December 13, 2018 | By Tom Sarac

by Tom Sarac

Anyone with even the slightest interest in marine fish or reefs will undoubtedly be drawn to the impressive colours and behaviours of Angelfish. Many reef keepers roll the dice and will even introduce this species to their tank knowing full well that they sometimes spend their day picking on polyps and inherently stressing (if not killing) these prized invertebrates.

Angelfish are equipped with solid preopercle spines, which are found on the lower portion of both gill covers. They are members of the Pomacanthidae family – “Poma” meaning “Cover” and “akantha” meaning “thorn”. Those spines, although a beautiful distinguishing feature, almost never fail to get tangled in aquarium fish nets, so when catching them, it’s strongly recommended to heard them into a transparent plastic container and gently lift them out of the aquarium.

Saltwater angels typically inhabit shallow tropical reefs of the Atlantic, Indian and Western Pacific Oceans. It’s the Western Pacific, however, that is home to the majority of species. Pomacanthidae angelfish consist of 9 genera, within which exist close to 90 different species.


The genus Centropyge (dwarf angelfish), for the most part, are fish that do not grow beyond 3 to 4 inches in length. Some of the species can easily be kept in aquariums as small as 15 gallons, and will generally adapt to aquarium life easily and be accepting of various frozen foods. They are a colourful group, with some species as stunning and vibrant as any other marine fish one could think of. In fact, I would challenge anyone to find a fish that pops more than a nice flame angel.

The genuses Pygoplites, Apolemichthys, Chaetodontoplus, Genicanthus are within the mid-sized group, and contain the species that need to be housed in aquariums from 60 to 120 gallons. This group contains some fascinating specimens, in particular, the Regal Angel (P. Dicanthus) and the Goldflake Angel (A. Xanthopunctatus). Without a doubt, the Regal angel can be kept in reef aquariums with a certain amount of risk but are well worth it. There is very little risk, however, when kept in SPS tanks.

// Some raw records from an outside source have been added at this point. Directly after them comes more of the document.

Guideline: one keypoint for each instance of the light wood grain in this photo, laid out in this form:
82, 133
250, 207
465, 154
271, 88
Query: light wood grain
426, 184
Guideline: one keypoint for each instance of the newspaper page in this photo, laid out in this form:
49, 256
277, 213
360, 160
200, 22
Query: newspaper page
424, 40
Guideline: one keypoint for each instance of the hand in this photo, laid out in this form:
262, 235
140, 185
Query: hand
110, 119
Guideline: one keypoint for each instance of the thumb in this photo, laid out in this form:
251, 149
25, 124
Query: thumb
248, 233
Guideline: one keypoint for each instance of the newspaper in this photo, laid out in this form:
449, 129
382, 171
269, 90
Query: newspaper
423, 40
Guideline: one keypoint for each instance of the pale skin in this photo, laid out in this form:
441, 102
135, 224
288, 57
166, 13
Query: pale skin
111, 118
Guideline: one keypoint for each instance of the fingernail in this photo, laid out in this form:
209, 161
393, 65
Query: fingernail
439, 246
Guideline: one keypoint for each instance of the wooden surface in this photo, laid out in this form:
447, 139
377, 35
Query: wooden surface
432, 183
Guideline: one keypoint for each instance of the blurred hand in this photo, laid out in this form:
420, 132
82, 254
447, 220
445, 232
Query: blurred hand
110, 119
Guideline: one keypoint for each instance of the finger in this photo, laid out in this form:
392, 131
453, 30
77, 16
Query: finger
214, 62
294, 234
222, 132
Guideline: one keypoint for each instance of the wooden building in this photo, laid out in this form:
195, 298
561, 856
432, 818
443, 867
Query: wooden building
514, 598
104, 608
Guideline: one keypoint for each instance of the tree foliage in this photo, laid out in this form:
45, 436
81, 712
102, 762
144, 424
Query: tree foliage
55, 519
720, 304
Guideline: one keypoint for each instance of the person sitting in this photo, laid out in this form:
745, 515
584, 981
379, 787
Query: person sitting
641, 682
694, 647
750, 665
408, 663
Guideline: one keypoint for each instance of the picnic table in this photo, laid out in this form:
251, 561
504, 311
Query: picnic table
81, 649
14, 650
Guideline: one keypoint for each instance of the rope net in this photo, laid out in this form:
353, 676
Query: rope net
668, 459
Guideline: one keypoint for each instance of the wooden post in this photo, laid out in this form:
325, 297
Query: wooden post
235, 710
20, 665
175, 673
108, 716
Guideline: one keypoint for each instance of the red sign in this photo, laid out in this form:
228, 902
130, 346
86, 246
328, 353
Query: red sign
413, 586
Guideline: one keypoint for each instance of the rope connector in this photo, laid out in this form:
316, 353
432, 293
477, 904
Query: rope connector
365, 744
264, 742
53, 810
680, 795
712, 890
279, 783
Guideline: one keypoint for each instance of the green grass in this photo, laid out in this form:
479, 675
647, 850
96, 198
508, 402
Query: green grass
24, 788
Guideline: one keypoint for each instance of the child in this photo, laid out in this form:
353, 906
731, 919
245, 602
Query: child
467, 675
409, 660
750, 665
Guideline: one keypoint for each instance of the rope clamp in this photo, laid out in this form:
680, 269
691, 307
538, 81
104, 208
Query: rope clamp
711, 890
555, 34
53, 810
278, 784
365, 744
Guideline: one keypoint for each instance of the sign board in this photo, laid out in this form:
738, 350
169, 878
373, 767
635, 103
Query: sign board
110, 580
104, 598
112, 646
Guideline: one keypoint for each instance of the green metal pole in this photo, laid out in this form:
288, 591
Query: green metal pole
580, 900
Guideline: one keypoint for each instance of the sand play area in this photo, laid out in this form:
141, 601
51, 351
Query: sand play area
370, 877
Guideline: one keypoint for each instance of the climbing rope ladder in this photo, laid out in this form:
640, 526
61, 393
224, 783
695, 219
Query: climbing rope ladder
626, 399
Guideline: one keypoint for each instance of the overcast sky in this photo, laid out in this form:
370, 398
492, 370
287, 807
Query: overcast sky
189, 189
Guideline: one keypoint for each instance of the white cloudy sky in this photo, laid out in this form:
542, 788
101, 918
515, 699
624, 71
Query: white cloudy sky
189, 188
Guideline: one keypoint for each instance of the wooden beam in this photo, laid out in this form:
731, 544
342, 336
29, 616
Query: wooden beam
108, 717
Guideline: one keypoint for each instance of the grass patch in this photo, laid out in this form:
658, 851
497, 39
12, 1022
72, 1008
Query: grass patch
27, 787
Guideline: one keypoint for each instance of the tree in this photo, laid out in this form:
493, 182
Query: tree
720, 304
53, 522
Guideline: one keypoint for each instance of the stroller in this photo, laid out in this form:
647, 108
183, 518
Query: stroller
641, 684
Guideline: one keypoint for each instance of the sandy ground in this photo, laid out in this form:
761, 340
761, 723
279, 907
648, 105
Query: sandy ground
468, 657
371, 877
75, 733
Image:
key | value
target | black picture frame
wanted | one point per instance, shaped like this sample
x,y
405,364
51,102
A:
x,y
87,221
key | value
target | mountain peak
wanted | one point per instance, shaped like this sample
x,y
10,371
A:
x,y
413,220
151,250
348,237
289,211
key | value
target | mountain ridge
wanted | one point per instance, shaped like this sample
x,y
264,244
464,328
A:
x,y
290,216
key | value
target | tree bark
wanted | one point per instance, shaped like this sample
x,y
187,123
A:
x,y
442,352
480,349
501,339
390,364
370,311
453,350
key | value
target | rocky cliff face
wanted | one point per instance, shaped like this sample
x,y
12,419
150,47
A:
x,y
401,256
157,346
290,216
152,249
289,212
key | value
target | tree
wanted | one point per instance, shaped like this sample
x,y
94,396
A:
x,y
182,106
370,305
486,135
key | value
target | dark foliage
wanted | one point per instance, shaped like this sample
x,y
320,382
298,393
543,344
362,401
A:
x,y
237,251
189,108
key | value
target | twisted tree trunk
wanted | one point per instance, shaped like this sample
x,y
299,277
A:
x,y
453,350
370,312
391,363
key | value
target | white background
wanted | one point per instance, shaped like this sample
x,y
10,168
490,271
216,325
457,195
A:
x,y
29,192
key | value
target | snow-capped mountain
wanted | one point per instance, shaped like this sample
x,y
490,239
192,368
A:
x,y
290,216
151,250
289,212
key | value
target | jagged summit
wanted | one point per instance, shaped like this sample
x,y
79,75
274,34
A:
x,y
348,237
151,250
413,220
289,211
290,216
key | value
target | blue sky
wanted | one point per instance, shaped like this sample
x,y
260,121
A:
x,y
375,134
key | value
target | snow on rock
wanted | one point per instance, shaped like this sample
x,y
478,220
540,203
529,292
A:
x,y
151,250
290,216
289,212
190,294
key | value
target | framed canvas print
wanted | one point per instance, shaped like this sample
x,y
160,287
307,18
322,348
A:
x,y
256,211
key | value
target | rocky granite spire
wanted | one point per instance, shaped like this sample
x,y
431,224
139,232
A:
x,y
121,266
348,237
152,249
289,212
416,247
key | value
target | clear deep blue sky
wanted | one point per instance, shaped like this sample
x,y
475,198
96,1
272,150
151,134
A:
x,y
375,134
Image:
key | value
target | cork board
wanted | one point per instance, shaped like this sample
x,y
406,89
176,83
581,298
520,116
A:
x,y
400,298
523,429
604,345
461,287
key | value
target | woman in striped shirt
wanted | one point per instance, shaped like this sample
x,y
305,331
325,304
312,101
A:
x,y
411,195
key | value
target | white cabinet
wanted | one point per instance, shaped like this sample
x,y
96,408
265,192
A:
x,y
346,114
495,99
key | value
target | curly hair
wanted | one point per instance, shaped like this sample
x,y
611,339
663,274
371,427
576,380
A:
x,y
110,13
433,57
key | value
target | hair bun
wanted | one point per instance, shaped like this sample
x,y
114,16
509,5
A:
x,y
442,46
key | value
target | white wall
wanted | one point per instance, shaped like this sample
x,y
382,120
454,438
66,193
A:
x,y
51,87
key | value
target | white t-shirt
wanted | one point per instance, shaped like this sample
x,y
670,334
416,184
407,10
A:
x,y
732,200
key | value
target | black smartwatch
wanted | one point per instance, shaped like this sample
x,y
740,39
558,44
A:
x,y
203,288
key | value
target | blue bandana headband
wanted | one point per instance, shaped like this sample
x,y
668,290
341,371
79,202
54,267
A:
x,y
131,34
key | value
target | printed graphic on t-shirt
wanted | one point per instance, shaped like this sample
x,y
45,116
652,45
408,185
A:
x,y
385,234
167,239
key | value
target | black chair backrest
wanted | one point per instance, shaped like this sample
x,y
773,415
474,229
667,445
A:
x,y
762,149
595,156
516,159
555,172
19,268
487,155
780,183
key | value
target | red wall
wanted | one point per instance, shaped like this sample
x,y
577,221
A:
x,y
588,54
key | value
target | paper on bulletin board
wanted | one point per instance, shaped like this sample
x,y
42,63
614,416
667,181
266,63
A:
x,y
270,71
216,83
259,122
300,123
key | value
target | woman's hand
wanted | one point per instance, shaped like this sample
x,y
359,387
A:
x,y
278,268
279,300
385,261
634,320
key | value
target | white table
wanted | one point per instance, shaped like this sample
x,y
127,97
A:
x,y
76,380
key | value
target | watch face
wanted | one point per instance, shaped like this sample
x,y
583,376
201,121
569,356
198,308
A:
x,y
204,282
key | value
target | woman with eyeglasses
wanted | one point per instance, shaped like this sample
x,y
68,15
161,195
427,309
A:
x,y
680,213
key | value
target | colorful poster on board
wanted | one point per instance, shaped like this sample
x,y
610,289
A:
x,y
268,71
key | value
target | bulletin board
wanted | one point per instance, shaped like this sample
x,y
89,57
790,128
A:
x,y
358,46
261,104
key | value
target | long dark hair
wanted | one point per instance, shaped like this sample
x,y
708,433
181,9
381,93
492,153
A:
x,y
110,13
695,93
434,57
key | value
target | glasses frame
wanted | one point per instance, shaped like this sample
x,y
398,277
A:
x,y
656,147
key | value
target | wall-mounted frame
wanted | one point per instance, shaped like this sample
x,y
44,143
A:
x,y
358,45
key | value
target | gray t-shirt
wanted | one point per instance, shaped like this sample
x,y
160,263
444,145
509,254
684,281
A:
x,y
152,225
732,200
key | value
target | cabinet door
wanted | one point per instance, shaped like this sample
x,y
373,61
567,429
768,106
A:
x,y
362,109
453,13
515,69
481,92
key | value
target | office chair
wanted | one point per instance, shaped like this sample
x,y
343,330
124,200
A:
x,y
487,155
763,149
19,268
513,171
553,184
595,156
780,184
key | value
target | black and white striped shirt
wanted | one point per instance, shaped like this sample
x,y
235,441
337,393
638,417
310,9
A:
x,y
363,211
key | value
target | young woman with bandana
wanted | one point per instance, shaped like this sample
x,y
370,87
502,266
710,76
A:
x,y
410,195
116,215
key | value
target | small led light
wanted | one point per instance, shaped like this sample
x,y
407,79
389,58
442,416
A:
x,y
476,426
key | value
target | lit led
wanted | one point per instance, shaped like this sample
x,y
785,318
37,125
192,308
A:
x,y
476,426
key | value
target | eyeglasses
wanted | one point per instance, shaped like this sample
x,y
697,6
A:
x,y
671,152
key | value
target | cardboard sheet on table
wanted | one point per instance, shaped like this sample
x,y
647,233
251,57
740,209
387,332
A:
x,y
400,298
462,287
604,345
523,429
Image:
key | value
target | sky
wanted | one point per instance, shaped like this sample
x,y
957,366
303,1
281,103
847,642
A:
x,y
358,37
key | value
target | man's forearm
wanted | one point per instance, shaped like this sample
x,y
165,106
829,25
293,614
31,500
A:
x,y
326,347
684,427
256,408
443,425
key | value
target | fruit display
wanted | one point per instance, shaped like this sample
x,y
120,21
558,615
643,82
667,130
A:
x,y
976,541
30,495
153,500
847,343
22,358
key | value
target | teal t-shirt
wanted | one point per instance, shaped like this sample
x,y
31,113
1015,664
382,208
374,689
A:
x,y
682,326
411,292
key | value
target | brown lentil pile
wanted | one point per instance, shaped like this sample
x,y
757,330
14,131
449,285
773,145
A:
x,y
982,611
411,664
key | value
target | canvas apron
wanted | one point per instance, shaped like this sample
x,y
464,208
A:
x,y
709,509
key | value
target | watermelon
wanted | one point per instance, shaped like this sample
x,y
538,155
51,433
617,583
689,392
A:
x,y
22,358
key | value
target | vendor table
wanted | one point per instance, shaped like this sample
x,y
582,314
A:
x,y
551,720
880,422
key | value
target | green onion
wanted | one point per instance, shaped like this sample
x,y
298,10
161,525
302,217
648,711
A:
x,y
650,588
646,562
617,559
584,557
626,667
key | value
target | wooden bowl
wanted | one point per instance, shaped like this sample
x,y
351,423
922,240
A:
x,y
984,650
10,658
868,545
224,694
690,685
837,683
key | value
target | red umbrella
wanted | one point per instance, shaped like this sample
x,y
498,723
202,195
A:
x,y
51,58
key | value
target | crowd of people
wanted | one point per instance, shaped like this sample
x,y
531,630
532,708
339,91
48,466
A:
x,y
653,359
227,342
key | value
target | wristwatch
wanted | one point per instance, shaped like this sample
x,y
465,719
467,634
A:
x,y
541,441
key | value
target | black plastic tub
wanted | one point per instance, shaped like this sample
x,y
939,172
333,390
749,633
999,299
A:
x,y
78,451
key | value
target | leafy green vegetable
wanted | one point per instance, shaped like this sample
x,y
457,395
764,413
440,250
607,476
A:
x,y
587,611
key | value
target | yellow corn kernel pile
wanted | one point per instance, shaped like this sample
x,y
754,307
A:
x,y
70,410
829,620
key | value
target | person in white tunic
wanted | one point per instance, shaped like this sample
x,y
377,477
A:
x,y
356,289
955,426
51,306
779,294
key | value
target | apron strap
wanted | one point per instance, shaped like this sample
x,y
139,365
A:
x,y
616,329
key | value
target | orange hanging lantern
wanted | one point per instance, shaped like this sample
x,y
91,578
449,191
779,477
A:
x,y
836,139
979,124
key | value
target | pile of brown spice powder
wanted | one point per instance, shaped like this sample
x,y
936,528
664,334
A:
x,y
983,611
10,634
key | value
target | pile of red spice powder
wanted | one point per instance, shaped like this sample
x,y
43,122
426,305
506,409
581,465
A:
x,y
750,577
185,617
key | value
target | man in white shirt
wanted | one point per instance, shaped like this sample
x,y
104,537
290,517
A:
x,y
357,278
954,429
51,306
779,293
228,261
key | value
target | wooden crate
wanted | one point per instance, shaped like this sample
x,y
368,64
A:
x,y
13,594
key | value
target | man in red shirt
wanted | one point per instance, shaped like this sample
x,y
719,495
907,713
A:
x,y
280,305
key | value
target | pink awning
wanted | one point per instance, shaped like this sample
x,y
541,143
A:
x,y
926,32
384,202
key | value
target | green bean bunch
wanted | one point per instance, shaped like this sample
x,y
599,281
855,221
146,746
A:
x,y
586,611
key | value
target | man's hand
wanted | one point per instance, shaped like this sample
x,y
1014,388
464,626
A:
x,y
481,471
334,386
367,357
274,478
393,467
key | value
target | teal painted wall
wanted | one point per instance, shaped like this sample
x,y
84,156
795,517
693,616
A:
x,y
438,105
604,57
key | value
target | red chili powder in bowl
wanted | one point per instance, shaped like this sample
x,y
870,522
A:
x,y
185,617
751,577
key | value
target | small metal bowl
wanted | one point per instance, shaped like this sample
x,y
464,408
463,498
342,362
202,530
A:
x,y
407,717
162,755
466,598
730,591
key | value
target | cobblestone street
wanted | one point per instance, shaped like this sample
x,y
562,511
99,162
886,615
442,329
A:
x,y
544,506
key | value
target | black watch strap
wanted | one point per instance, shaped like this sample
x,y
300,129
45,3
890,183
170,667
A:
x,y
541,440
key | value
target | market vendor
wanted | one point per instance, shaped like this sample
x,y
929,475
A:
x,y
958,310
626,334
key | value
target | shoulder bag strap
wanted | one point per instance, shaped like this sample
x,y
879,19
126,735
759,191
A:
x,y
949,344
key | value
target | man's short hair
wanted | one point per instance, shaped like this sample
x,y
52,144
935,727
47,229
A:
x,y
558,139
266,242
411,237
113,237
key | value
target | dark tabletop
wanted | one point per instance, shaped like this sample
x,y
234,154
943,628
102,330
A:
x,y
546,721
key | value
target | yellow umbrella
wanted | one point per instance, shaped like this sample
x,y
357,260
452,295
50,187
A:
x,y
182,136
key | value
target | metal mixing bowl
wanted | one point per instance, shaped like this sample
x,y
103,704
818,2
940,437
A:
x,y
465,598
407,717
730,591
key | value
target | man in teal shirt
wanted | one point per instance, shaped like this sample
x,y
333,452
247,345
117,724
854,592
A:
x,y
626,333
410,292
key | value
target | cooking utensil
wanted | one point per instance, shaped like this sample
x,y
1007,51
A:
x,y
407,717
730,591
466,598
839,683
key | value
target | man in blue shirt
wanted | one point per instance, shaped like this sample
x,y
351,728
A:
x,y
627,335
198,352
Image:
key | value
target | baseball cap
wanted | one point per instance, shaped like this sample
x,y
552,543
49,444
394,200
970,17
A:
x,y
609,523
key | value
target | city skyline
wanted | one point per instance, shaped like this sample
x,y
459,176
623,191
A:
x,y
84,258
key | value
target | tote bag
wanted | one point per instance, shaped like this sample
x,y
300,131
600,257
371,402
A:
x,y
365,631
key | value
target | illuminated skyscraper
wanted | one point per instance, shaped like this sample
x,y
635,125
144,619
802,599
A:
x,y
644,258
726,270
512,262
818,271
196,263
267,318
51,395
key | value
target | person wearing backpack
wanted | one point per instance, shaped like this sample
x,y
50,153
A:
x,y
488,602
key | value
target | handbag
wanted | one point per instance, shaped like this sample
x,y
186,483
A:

The genuses Pomacanthus and Holacanthus are large marine angel fish that demand big aquariums – nothing less than 100 gallons but preferably in the 200 to 300 gallon range. Obviously these fish command a sizable commitment in terms of expense, space and time, but it’s difficult to capture in words just how magnificent an Emperor Angel (Pomacanthus imperator) can look in a 250 gallon SPS coral reef tank.

If you want to enjoy marine angels to their fullest potential, you’ll ideally need a well-established aquarium with:

  • Reef-quality water and strong movement
  • Live rock and caves
  • Hardy coral or SPS coral
  • An effective protein skimmer
  • A quality reef-capable marine mix
  • A regular partial water change schedule
  • A diligent feeding regimen

I may not be a gambling man, but I would certainly recommend you take a chance on a logical, low risk marine angel any day of the week. They are just too colourful, interesting and captivating not to keep. I’ve kept an Arabian angel (Pomacanthus asfur) in a very nice 100 gallon SPS reef tank at home for quite some time now, and while he’s picked on a new piece of hard coral on occasion, it’s nothing that can’t be easily handled by diverting his attention with a feeding of his favorite food.